Proposal to send state gas-tax increase to voters in November stalls in MO General Assembly - Herald-Whig -

Headlines are quick hits from media outlets from Missouri and around the world. Follow the headline link for the full story. The source of this headline says:

The Senate passed a bill in March that would have given voters the chance to decide on a 5.9 cent-per-gallon fuel tax hike. If approved in November, the tax could have generated about $165 million for the Missouri Department of Transportation to spend on roads, bridges and other transportation projects. Another $71 million would have gone to local units of government.

However, House leadership never called the bill for a vote, leaving the state with a continuing transportation funding crisis.

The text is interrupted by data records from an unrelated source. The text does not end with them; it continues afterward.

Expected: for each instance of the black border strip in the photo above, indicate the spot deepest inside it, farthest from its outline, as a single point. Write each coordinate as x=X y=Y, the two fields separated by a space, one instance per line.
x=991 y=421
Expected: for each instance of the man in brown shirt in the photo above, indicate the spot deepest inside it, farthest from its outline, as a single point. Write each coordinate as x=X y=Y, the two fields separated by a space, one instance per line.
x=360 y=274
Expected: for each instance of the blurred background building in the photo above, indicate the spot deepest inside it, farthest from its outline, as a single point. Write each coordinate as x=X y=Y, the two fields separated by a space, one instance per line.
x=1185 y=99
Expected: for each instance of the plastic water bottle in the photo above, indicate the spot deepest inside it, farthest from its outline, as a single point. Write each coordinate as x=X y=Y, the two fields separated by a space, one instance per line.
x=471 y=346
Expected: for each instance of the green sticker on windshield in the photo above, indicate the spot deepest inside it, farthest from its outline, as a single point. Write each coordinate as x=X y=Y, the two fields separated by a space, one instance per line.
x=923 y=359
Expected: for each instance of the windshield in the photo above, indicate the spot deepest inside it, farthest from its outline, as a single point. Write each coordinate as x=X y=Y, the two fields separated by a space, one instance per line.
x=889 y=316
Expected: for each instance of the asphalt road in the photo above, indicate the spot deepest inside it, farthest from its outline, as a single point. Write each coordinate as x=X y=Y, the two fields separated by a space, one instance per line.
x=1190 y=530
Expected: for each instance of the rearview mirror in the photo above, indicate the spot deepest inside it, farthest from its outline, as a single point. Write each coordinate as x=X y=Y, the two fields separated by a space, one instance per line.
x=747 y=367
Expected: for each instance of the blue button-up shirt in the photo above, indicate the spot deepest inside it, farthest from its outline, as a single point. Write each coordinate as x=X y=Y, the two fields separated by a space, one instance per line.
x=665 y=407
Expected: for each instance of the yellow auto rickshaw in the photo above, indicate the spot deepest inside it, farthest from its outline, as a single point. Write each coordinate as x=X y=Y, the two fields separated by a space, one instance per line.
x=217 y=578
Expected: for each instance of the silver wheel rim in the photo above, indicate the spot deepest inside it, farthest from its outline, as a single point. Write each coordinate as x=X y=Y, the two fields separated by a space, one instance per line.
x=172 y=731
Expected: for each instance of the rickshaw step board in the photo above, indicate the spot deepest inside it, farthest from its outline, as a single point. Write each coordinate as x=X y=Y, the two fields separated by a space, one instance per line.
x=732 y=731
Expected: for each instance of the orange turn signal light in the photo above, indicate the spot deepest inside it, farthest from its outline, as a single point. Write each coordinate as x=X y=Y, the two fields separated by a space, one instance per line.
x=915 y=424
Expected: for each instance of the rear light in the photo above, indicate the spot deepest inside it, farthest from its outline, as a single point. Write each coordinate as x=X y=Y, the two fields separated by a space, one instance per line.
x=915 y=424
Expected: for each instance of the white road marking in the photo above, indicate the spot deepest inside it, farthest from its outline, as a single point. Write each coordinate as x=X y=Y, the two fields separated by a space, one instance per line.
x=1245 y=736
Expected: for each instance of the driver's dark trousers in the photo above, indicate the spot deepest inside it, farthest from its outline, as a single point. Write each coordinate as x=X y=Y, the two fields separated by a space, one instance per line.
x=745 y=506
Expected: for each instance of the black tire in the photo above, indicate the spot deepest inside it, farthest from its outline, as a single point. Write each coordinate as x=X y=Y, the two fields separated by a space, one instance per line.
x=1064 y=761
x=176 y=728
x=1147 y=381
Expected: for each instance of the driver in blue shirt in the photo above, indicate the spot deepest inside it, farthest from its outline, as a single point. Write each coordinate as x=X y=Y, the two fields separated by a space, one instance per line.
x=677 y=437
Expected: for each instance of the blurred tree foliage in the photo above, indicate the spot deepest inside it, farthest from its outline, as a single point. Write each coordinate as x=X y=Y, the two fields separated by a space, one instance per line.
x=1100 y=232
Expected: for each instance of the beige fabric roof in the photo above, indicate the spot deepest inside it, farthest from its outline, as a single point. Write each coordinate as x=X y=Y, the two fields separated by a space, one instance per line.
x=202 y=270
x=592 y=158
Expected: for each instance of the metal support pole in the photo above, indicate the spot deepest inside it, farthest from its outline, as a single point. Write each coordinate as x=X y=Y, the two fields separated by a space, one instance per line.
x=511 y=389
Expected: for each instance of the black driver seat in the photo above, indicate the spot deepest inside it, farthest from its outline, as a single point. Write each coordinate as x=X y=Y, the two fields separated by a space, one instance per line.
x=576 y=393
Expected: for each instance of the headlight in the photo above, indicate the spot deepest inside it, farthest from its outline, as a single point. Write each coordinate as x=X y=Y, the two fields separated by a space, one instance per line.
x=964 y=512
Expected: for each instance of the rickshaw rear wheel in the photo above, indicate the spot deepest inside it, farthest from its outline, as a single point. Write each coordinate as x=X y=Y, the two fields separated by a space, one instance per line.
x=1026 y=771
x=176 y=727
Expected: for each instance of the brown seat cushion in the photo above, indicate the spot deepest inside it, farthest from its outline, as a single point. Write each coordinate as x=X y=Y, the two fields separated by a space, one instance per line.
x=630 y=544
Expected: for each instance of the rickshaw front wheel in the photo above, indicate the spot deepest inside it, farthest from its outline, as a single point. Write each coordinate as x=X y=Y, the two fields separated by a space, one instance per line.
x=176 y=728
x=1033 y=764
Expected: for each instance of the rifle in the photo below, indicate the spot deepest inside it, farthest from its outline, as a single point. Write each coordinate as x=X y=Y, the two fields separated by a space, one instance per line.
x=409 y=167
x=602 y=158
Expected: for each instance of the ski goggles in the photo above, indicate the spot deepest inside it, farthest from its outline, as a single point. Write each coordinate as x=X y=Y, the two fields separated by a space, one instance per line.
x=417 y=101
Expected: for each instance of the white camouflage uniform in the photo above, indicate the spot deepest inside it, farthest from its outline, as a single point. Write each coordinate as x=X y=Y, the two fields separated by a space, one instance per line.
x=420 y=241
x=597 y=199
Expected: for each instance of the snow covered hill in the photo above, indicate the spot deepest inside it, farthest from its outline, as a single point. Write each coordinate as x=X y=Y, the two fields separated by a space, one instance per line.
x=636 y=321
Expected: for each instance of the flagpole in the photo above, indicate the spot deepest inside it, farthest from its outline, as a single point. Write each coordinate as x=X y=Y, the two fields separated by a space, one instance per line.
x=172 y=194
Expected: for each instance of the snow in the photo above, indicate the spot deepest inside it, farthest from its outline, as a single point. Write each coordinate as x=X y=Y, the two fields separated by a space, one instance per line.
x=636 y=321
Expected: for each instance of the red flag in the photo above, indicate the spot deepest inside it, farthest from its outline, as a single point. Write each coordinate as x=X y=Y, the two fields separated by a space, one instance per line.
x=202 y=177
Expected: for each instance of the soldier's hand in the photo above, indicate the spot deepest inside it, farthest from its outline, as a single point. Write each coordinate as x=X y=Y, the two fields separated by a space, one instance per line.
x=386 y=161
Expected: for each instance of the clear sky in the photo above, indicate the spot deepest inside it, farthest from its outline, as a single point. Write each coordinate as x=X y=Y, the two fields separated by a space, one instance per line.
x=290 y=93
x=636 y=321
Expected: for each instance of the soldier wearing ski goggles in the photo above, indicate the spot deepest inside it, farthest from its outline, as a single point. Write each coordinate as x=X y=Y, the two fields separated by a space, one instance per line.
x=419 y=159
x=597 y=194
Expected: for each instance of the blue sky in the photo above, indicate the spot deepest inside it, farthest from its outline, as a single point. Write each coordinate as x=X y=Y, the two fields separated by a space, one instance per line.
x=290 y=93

Rep. Craig Redmon, R-Canton, said the Republican whip worked the bill, but it never came up for a vote. He believes the whip learned there were not enough votes to pass it.

"Everybody knows you've got to have good infrastructure to have a good economy. If we don't do something on our bridges and roads, it will just begin a downward spiral," Redmon said.

MoBikeFed comment: MoDOT faces a funding crisis and so far not many solutions have been found.

But we had concerns about the proposal to put a 5.9 cent fuel tax increase on the November ballot:

- The fuel tax increase would have gone to roads and bridges only. Missouri faces a *transportation* funding crisis, with few or no state funds available for walking, bicycling, and transit. The entire situation needs to be addressed--not just the highway funding issue

- Polls predicted the gas tax increase would have gone down to resounding defeat in November--support for similar proposals has hovered in the low 20 percent range.

We need solutions, but this didn't look like the right solution at the right time.

We really need statewide leaders in Missouri to step up and lead the way to a comprehensive transportation funding solution for the state.